In the 1960s and 1970s, the United States remained locked in bitter conflict with communist countries. Most American leaders throughout the period saw the world in Cold War terms and sought to counter the perceived threat of the Soviet bloc. Cuba became a battleground in the Kennedy years.
Ever since Fidel Castro's revolutionary army seized power in 1959 and gained the support of the Soviet Union, relations with Cuba had been strained. The United States broke diplomatic ties just before Kennedy assumed office, and the Central Intelligence Agency (CIA) began training Cuban exiles to invade their homeland and spark an uprising. The attack at the Bay of Pigs in the spring of 1961 failed miserably. Kennedy, who approved the plan initiated by the Eisenhower administration, accepted responsibility for the defeat.

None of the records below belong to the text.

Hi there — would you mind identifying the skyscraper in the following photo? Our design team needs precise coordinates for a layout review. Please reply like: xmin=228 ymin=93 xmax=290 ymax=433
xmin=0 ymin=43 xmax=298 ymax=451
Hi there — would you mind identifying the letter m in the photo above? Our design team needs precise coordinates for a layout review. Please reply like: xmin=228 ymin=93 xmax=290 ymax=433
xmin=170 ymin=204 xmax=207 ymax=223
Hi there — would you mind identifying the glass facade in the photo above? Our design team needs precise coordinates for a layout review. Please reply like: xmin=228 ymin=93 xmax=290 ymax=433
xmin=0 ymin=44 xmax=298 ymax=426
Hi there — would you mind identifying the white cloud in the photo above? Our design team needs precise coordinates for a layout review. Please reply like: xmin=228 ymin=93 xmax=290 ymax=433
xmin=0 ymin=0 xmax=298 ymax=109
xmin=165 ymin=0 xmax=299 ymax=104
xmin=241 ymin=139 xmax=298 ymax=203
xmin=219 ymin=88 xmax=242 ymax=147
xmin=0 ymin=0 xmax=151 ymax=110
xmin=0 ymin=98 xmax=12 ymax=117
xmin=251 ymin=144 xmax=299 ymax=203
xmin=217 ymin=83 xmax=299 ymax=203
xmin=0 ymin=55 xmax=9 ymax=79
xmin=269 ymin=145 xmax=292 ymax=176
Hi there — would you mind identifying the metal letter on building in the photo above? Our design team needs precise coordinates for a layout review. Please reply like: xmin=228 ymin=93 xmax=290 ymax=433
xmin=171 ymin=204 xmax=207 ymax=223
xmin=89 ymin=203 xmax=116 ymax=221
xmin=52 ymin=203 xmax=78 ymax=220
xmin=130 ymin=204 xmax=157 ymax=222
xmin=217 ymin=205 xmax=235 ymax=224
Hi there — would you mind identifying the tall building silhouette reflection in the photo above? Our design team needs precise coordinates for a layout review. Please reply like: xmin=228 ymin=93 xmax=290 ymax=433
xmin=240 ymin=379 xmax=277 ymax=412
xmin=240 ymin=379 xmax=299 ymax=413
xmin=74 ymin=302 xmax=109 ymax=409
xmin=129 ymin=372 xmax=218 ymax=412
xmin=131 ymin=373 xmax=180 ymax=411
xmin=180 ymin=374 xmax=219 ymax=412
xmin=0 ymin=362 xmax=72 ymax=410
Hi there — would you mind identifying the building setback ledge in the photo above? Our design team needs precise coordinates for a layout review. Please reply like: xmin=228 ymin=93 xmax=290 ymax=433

The next year, seeking to recoup lost prestige, Kennedy stood firm when he learned the Soviet Union was secretly installing offensive nuclear missiles in Cuba. After considering different options, he decided on a quarantine to prevent Soviet ships from bringing additional missiles to Cuba, and he demanded publicly that the Soviets remove the weapons. After several days of tension, during which the world was closer than ever before to nuclear war, the Soviets backed down. Supporters applauded Kennedy's courage; critics charged that he risked nuclear disaster when quiet diplomacy might have been more appropriate. In retrospect, however, the Cuban missile crisis marked a turning point in U.S.-Soviet relations as both sides saw the need to defuse tensions that could lead to direct military conflict. The following year, the United States, the Soviet Union, and Great Britain signed a landmark Limited Test Ban Treaty, which prohibited nuclear weapons tests in the atmosphere.